Het Duitse Bundesgerichtshof heeft geoordeeld dat er bij het embedden van een YouTube-filmpje geen sprake is van openbaarmaking en dat het dus is toegestaan. Het rechtsorgaan in Duitsland heeft een verzoek ingediend bij het Europese Hof van Justitie om zich over de zaak te buigen.
Het Hof van Justitie van de Europese Unie moet nu beslissen of het Duitse Bundesgericht, het hoogste rechtsorgaan in privaatrechtelijke geschillen, juist heeft geoordeeld of dat er toch sprake is van openbaarmaking en dus schending van het auteursrecht, meldt de Duitse website Heise. Een uitspraak van het Hof van Justitie van de Europese Unie is ook van belang voor Nederland, aangezien die bindend zijn voor rechtsinstanties in lidstaten.
Over het linken naar en het embedden van content is in Nederland al geruime tijd een juridische strijd gaande. Zo bepaalde de Haagse rechtbank afgelopen december in de zaak tussen Buma/Stemra en de beheerder van Nederland.fm dat voor het embedden van radiostreams moet worden betaald.
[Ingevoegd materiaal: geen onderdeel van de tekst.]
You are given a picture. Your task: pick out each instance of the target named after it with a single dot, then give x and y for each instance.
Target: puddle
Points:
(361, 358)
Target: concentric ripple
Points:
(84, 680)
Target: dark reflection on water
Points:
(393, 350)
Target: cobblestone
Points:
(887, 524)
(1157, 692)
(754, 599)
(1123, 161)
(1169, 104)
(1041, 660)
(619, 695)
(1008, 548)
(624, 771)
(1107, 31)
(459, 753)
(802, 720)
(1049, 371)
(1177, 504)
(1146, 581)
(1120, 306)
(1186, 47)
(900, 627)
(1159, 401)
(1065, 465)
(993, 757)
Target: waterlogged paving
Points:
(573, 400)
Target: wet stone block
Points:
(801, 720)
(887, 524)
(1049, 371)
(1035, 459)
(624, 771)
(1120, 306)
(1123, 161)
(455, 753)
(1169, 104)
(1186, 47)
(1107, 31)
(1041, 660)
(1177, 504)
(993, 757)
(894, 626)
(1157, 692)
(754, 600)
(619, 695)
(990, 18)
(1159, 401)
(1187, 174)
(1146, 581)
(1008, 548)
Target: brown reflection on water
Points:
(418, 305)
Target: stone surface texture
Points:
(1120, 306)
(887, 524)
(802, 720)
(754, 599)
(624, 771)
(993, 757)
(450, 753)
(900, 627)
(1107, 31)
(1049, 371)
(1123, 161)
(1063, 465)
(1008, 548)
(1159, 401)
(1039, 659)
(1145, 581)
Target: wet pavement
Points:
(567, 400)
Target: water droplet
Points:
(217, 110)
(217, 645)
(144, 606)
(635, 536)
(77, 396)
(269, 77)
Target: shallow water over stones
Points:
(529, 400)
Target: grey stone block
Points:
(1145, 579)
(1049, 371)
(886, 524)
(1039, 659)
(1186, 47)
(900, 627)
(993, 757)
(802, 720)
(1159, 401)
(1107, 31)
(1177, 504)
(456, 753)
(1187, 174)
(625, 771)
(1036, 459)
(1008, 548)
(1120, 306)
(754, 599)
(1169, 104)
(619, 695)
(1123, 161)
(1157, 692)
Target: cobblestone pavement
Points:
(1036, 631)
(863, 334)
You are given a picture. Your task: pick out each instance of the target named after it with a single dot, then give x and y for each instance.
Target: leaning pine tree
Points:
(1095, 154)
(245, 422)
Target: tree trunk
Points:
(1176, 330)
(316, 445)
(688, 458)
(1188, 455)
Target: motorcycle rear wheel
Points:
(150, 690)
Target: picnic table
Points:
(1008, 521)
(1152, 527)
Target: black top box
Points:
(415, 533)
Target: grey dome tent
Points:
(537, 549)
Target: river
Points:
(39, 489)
Twee maanden eerder werd GeenStijl ook al op de vingers getikt door de rechtbank van Amsterdam voor het linken naar Playboy-foto's van Britt Dekker. In beide gevallen speelde volgens de rechter mee dat de gedaagden een commercieel belang hadden bij het embedden of linken. De gedaagden hadden als belangrijkste argument dat zij de content niet zelf hostten.
De eiser in de Duitse zaak is een producent van waterfiltersystemen die een promotiefilmpje had laten maken over watervervuiling. De producent had de exclusieve gebruiksrechten van de film. De film werd echter later beschikbaar op YouTube, zonder toestemming van de eigenaar. De beide verdachten in de zaak hadden het YouTube-filmpje vervolgens op hun eigen sites geëmbed, waarmee de eiser het dus niet eens was. In eerste instantie werd de eiser in het gelijk gesteld, maar in hoger beroep ging het gelijk naar de gedaagden.
Wanneer het Hof van Justitie van de Europese Unie zich over het vraagstuk zal buigen, is nog niet bekend.